There's a big river that runs along the northern part of downtown, the Songhua river. Last time I was in Harbin, June of 2006, there was juuust a trickle of water running through, and there were people selling stuff and flying kites all ove rthe riverbed. August is generally wetter, and this time there was plenty of water. In November of 2005 there was an explosion of a chemical plant that sent a slick of benzene down the river, including the center of Harbin. Benzene isn't good to drink. Ever. Since the city gets a lot of its water from the Songhua, they had to shut down the water to the city for four days. Eew. Yesterday I saw a couple people using nets to fish in the river. Thaaat makes me mildly uncomfortable.

So I made it on the bis downtown, and luckily remembered to note the name of the bus stop so I might have some chance of getting back there. I took a cab to Heilongjiang Institute of Technology, pretty much the biggest university in the city. I was going off a tip from my friend Charlie that there was a big place to buy DVDs in the basement of an electronics place across the street. I found it and bought some lost and the office. Score one for me. The cab driver on the way there kept talking to me. I understood very little of what he said, but I tried really hard. I answered a few of his questions, but the rest of the time just smiled and nodded. I've got a lot of work to do with this language thing.

Then I took a cab to Zhongyang Dajie, which is the major touristy-esque street in Harbin. In 2006 the DIS stayed at a hotel on that street, and I was excited to recognize where I was even a little bit. I was even more excited to eat stuff on a stick outside the hotel, since that's pretty much how we lived while we were here. I think mine was chicken on the stick. I saw some squid on a stick, but I wasnt feeling quiiite that adventurous just yet. I saw five white people there! Just in passing though. And one chinese guy asked me, in russian, if I was russian. I think I answered him with the funny look on my face. Oops. Then I walked down to the river at the end of the street, and where they have a monument to the people who saved the city from flooding a couple times. Then I went for a leisurely stroll along the riverbank in Stalin Park. Enough said.

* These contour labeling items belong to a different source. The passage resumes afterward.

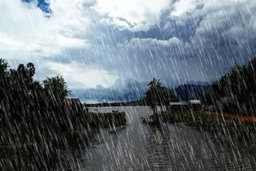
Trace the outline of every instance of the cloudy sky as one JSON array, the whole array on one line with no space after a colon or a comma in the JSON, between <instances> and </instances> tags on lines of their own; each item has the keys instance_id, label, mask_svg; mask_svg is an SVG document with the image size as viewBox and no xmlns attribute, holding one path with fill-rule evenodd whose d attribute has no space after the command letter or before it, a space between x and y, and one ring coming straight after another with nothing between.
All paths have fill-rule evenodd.
<instances>
[{"instance_id":1,"label":"cloudy sky","mask_svg":"<svg viewBox=\"0 0 256 171\"><path fill-rule=\"evenodd\" d=\"M213 81L256 57L253 0L1 0L0 58L70 89Z\"/></svg>"}]
</instances>

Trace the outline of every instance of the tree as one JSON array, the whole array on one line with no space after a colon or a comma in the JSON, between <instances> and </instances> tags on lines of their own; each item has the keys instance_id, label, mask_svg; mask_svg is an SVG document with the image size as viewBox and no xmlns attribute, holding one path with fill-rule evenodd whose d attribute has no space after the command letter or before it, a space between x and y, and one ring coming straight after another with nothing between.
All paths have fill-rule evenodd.
<instances>
[{"instance_id":1,"label":"tree","mask_svg":"<svg viewBox=\"0 0 256 171\"><path fill-rule=\"evenodd\" d=\"M170 90L161 85L160 80L154 78L148 83L149 89L145 93L145 99L153 109L154 113L157 113L158 105L162 109L162 106L170 102Z\"/></svg>"},{"instance_id":2,"label":"tree","mask_svg":"<svg viewBox=\"0 0 256 171\"><path fill-rule=\"evenodd\" d=\"M70 93L66 82L62 76L47 78L43 81L43 86L54 101L63 101L65 97Z\"/></svg>"}]
</instances>

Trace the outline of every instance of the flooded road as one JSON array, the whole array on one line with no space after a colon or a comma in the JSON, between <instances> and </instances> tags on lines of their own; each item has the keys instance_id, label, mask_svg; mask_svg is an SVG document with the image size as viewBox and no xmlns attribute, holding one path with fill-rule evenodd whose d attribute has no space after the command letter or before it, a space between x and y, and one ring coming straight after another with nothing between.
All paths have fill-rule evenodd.
<instances>
[{"instance_id":1,"label":"flooded road","mask_svg":"<svg viewBox=\"0 0 256 171\"><path fill-rule=\"evenodd\" d=\"M90 109L92 110L93 109ZM141 123L149 107L101 108L126 113L128 125L101 130L78 170L255 170L256 153L250 145L210 132L165 124Z\"/></svg>"}]
</instances>

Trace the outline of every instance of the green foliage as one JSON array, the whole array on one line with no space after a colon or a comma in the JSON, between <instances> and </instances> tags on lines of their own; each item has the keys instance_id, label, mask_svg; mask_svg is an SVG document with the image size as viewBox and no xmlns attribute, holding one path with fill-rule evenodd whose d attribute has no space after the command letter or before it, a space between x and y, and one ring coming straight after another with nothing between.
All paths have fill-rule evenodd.
<instances>
[{"instance_id":1,"label":"green foliage","mask_svg":"<svg viewBox=\"0 0 256 171\"><path fill-rule=\"evenodd\" d=\"M58 101L64 101L65 97L70 93L66 82L62 76L58 75L54 78L47 78L43 81L43 86Z\"/></svg>"},{"instance_id":2,"label":"green foliage","mask_svg":"<svg viewBox=\"0 0 256 171\"><path fill-rule=\"evenodd\" d=\"M74 129L82 108L65 102L70 90L63 78L48 78L41 84L34 74L33 63L20 64L15 70L0 59L1 132L26 137L24 134L34 135L38 130L48 137L51 131Z\"/></svg>"},{"instance_id":3,"label":"green foliage","mask_svg":"<svg viewBox=\"0 0 256 171\"><path fill-rule=\"evenodd\" d=\"M154 78L147 85L149 89L145 93L144 99L154 109L157 105L165 105L170 102L170 90L161 86L160 80Z\"/></svg>"},{"instance_id":4,"label":"green foliage","mask_svg":"<svg viewBox=\"0 0 256 171\"><path fill-rule=\"evenodd\" d=\"M248 65L234 65L229 74L220 78L206 92L208 103L214 103L221 97L230 97L237 101L242 113L254 114L256 103L256 58Z\"/></svg>"}]
</instances>

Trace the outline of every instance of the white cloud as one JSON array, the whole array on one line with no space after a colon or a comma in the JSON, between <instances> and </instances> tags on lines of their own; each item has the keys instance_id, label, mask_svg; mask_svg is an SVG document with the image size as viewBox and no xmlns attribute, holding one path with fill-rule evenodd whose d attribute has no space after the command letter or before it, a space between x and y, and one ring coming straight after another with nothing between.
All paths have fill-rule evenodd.
<instances>
[{"instance_id":1,"label":"white cloud","mask_svg":"<svg viewBox=\"0 0 256 171\"><path fill-rule=\"evenodd\" d=\"M69 82L70 89L73 89L96 88L99 85L107 88L114 85L118 78L106 70L76 62L70 64L46 62L45 66L56 74L63 76Z\"/></svg>"},{"instance_id":2,"label":"white cloud","mask_svg":"<svg viewBox=\"0 0 256 171\"><path fill-rule=\"evenodd\" d=\"M97 0L95 10L106 14L104 21L119 29L148 30L159 24L162 10L172 0Z\"/></svg>"},{"instance_id":3,"label":"white cloud","mask_svg":"<svg viewBox=\"0 0 256 171\"><path fill-rule=\"evenodd\" d=\"M50 57L60 54L66 48L87 47L86 41L77 36L86 32L90 24L82 14L82 0L50 1L54 12L51 17L46 18L35 3L2 0L1 52Z\"/></svg>"}]
</instances>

Then it started to rain. I ducked into a building where the second and third floors are a Walmart (they're everywhere- this is the same Walmart I helped Kim buy a new digital camera at a couple years ago!), and bought a shiny purple umbrella. I had been told the bus number that would take me back to the bus I needed from Zhongyang Dajie, and after wandering up and down the street a bit I found the right one, and the right direction. It was raining a lot harder when I got off at the stop where my bus was, and I couldn't find the stop to get on it. Since it was the end of the line, the place to get on wasn't exactly where I got off. Not even just across the street. Then the skies opened, the intersections flooded, and I was a wet panda. I stepped in a puddle up to my ankles, I'll probably get SARS. Oh well. I eventually spied one of the busses and followed it until it stopped for people to get on, and I made it safely back to the hotel just in time to get my bag! Now I have my cellphone charger and my pants and my sneakers and I'm wicked happy about that.

Today I have to go pick out a book for my classes. I thought they had one for me, as did Kelly, unti today when we went to get it and they told us I had to find one. So we're going back downtown to a bookstore to find a book. This time I won't be alone, and it's not raining. Huzzah. Maybe I'll try that squid on a stick...

2 comments:

Stephanie/Sproffee said...

Yay China adventures.

I miss Harbin. This place is REALLY western. And there are a lot of foreigners here.

It's nice to read your journal and remember the places you are talking about. I know exactly which DVD store you went to. So much of my money was spent there. :-)

*hugs!8

kimmieb said...

yay for taking tons of chinese money out of atms and sprinting to walmart to buy a digital camera! aaand stuff on a stick rox my sox... except i don't think i actually ever had anything on a stick except the 1yuan pops. you should get one of those too! aaah i wanna visit so bad! darn school.